Note – if you have a large amount of testing that can only be done at the UI level, that’s a big red testability issue you should probably address before investing in expensive testing.
Let’s assume for a moment that the problems with UI automation stability have been solved (companies like testim.io have used ML to make some strides in this area, and despite the entry path problem I mentioned above, there is improvement in automation tools and tester skills). If we go with this assumption, then point #1 – and possibly point #2 above are no longer an issue.
Point #3, however, is not solvable. Tests that automate the UI are slow. Way slow. Like a glacier stuck in molasses slow. I once wrote a UI based networking test to create a folder, share it, connect to it, write files to it, delete files, and then unshare the folder. That test took a little less than two minutes. Problem was, that I needed to test that process for every character possible in isolation (due to issues with DBCS code pages on non-Unicode Windows where details would fill pages of no longer relevant information). On Chinese windows, for example, this was (IIRC), somewhere near 8000 characters.
I wrote an API level test that tested the entire code page – including varying lengths of folder and share names that ran in under 5 minutes (and less than a minute for Western code pages). Of course, we still did spot checking (both exploratory, and via some UI automation), but testing at the level closest to where we could find bugs was the most efficient – both in proximity and speed.
Another view of tests I like is the size model from google. Rather than dwell too much on what makes a test a unit or integration test, think of tests in sizes – where tests of a certain duration are classified at different levels. This model works well (and solves the pyramid complaints I’ve seen recently), but it doesn’t have a visualization.
So – without further babbling, I created this alternate view – The Test Automation Snowman.
Use it, or ignore it. But I still beg you to consider writing far fewer UI based tests.
Ancient Google Test Sizes:
https://testing.googleblog.com/2010/12/test-sizes.html
I can’t speak to the rest of the post insulting someone. Possibly I already have.
I think your argument makes complete sense. Your automation snowman is a good diagram as well. One thing I feel is missing from the diagram is a quantification of “slow”, “slightly slower” and so on. I believe that for people that have never written a unit or integration test have a different concept of what is slow. Someone that writes only UI tests thinks that a 30 minute UI test is slow. While for someone like myself, that knows that a unit test can run in milliseconds, I consider anything longer than a 30 second UI test to be slow. I used to be the former too 🙂
So I think that by adding quantification to your snowman, you could possibly avoid the miscommunication that can result from different perspectives.

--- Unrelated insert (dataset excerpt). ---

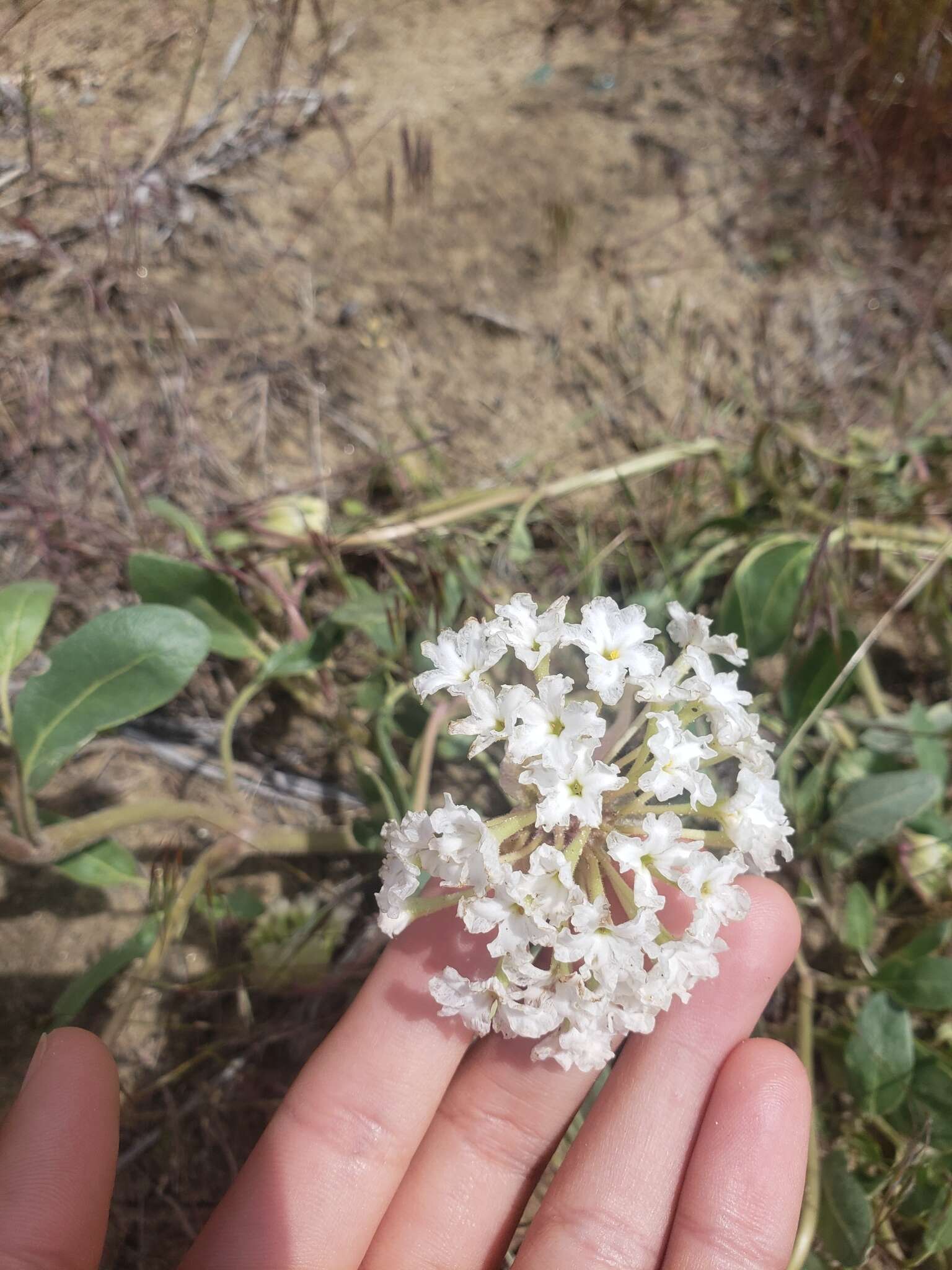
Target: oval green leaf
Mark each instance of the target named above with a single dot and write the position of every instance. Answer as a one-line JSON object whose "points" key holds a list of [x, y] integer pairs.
{"points": [[926, 985], [880, 1055], [103, 864], [875, 808], [762, 598], [302, 655], [120, 666], [159, 579], [24, 609], [927, 1114], [858, 918], [810, 676], [845, 1215], [369, 613], [74, 997]]}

The only reason I didn’t add numbers because I think it’s fair to have some variance between types of applications or release cadence (for something shipping quarterly, I think it’s ok to have a suite of tests that takes 2 hours – but I’d never tolerate that for something deploying continuously.
But I think it’s worth calling it out now. Thanks.
I think one possible reason for the large amount of ui automation could be that testers are still black box testing for many things so using the browser is all they know.
I myself want to grow and move more towards learning to write tests near the lower levels, since the majority of my experience is writing ui tests
You wrote UI automation 25 years ago?
Yep. For Windows apps using MS Test (later became Visual Test). The beta version was available in 1993, and I used it frequently.